Chi vi parla è una persona piuttosto equilibrata e ragionevole, che sa porsi dei limiti e ha compreso alcuni dei meccanismi che permeano lo stare in società, ma che al tempo stesso non si permetterebbe mai di reprimere (o peggio rinnegare) la marmagliante folla di voci che serpeggiano sotto a ciò che ama definire “me stesso”. Ancor meno permetterebbe a qualcuno, indipendente o delegato che sia, di reprimere o impormi di rinnegare tale folla.

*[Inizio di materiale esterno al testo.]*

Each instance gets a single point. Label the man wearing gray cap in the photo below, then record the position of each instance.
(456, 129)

E questo perché l’equilibrio che compone la nostra personalità è, appunto, un “equilibrio” (precario e transitorio) tra le diverse etnie psichiche, i diversi e contrastanti desideri, le concorrenti voci che prendono parte al gioco che infine chiamo “personalità”. Diverse razionalità e molteplici irragionevolezze, moltissime stupidità e una caleidoscopia popolazione di intelligenze, nazioni di imbecilli e paesi di geni, ecco da cosa è composto il mio animo. “Poiché ciascuno di noi era parecchi si trattava già di molta gente” scriveva Deleuze in coppia con Fèlix Guattari.

Se dico questo è perché la vulgata politica sempre di più preme per affermare un principio esattamente opposto, contro il quale Dostoevskij stesso, centotrent’anni fa, si scagliava: esiste un modo retto di comportarsi, di pensare, di condursi, deciso da pochi illuminati, e, al di fuori di qualsiasi consapevolezza, dobbiamo difendere tale rettitudine nel nome della giustizia. Ma questa non è giustizia, quanto piuttosto vendetta: la vendetta di chi non sa interpretare quelle proprie voci e, temendole, vuole spazzare via qualsiasi libera espressione individuale.

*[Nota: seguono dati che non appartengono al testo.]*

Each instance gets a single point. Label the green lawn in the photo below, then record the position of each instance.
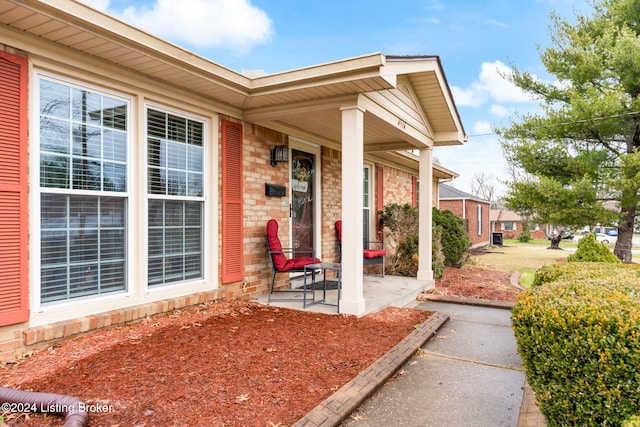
(525, 258)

Con ciò non difendo i comportamenti abietti, i crimini, i “pensieri pericolosi”, anzi li condanno. Con ciò difendo la possibilità di trovare, nel mezzo delle libere espressioni degli individui, anche quelle inaccettabili e orripilanti, quelle gemme di genialità artistica e, perché no, scientifica che in passato hanno visto la luce solo perché la politica non si poneva il problema di reprimere a priori la moltitudine dalla quale inevitabilmente scaturivano.

La genialità è frutto di un equilibrio che non può essere insegnato, né tantomeno imposto. Devo difendere l’idiota dentro di me per poter dare fiato alle voci inaspettate e geniali, quelle voci che altrimenti sarebbero derubricate, dal politicamente corretto, alla sezione “danni collaterali”.

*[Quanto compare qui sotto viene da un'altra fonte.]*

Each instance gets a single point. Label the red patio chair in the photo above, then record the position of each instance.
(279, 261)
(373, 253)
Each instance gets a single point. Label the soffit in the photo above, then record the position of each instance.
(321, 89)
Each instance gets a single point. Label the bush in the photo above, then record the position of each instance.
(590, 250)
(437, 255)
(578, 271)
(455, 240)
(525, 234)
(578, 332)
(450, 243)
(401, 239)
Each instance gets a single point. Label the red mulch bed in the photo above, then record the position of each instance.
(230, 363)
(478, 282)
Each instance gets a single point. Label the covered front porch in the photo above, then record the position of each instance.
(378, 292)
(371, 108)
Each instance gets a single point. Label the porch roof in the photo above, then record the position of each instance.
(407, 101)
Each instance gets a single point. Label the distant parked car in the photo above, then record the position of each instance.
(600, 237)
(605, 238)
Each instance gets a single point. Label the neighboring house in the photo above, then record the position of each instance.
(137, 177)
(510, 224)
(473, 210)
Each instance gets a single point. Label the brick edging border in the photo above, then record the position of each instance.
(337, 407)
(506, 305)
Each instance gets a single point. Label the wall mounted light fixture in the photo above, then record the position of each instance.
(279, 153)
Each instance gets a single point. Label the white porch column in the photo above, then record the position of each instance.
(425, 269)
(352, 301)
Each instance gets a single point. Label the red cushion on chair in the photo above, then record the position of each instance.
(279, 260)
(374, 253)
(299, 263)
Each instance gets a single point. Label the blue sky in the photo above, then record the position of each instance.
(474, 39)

“La vita d’uscita si inventa” diceva Sartre. Ma come possiamo inventarla se la politica cerca di convincerci a chiudere le porte alla vera fonte dell’invenzione? Abbiamo bisogno più che mai oggi di persone che sappiano ripensare il mondo, che facciano emergere un modo imprevisto di guardare allse cose e ai problemi, e questa visione è di fatto un’invenzione. Quest’ultima non è affare asettico, non c’è possibilità di separare ragione da idiozia, prevedibilità da imponderabilità. E nel momento in cui decidiamo di farlo, stiamo minando la nostra capacità di inventare una via d’uscita, una novità, perché uccidiamo il principio stesso della genialità.

Difendo l’idiota dentro di me per poter trovare, dentro di me, una luce nell’oscurità.